Initiative for the Evaluation of XML Retrieval

April 2003 - December 2003


[ Home | News | Participants | Schedule | {down,up}load Area | Workshop | INEX 2004 Track Proposals | Organisers ] For latest info see News
(Last update: Jan 19, 2004)
The INEX evaluation initiative is part of a large-scale effort to encourage research in information retrieval and digital libraries. The main goal of INEX is to promote the evaluation of content-oriented XML retrieval by providing a large test collection of XML documents, uniform scoring procedures, and a forum for organisations to compare their results.
In INEX 2003, participating organisations will be able to compare the retrieval effectiveness of their XML document retrieval systems and will contribute to the construction of a large XML test collection. The test collection will also provide participants a means for future comparative and quantitative experiments. Due to copyright issues, only participating organisations will have access to the constructed test collection.

INEX test collection

The test collection will consist of a set of XML documents, topics and relevance assessments. We plan a collaborative effort to derive the topics and the relevance judgments.
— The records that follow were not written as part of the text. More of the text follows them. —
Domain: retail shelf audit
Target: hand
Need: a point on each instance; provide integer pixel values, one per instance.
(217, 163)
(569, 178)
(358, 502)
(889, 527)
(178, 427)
Detailed guides and on-line topic submission, retrieval result submission, relevance assessment, and evaluation systems will be provided by INEX.

Documents

The documents in the INEX test collection are scientific articles, marked up in XML, from publications of the IEEE Computer Society covering a range of topics in the field of computer science. The collection, approximately 500 megabytes, contains over twelve thousand articles from 18 magazines/transactions from the period of 1995-2002, where an article on average consists of 1500 XML nodes.

Topics

Each group will be asked to create a set of candidate topics, which are representative of the range of real user needs over the XML collection. The queries may be content-only (CO) or content-and-structure (CAS) queries, and broad or narrow topic queries. CO queries are free text queries, like those used in TREC, for which the retrieval system should retrieve relevant XML elements of varying granularity, while CAS queries contain explicit structural constraints, such as containment conditions. From the pooled set of candidate topics a final 50 topics will be selected to form part of the INEX test collection.

Ad-hoc retrieval

The general task, to be performed with the data and the final 50 topics, will be the ad-hoc retrieval of XML documents. Participants will be able to submit up to 3 runs, each containing the top 1000 retrieval results for each of the 50 topics.

Relevance assessments

Relevance assessments will be provided by the participating groups using INEX's on-line assessment system. Each assessor will judge 1-2 topics, either the topics that they originally created or if these were removed from the final set of topics, then topics that were similar to their original queries. Please note that assessments will take about one person week per topic. Participating groups will gain access to the completed INEX test collection only after they have completed their assessment task.

Evaluation

The evaluation of the retrieval effectiveness of the XML retrieval engines used by the participants will be based on the constructed INEX test collection and uniform scoring techniques, including recall/precision measures, which take into account the structural nature of XML documents, including possible overlap of answers.
Participants will be able to present their approaches and final results at the INEX 2003 workshop in December. All results will be published in the INEX workshop proceedings and on the Web.

Data Handling Agreement

In order to have access to the data designated as the IEEE Computer Society XML Retrieval Research Collection, organizations(who didn't sign the agreement last year) participating in the INEX initiative must first fill in a data release Application Form. The signed form must be sent (by express mail) to Saadia Malik at the address above (only the original copies of the forms are accepted, no electronic or fax versions). On receipt of the forms, you will be sent information on how to download the data.
Access to the data by an individual person is to be controlled by that person's organization. The organization may only grant access to people working under its control, i.e. its own members, consultants to the organization, or individuals providing service to the organization. All application forms by individuals to access the data must be signed by a person authorized by your organization for such signatures. The individuals form must be kept by the organization for any persons being involved at its site.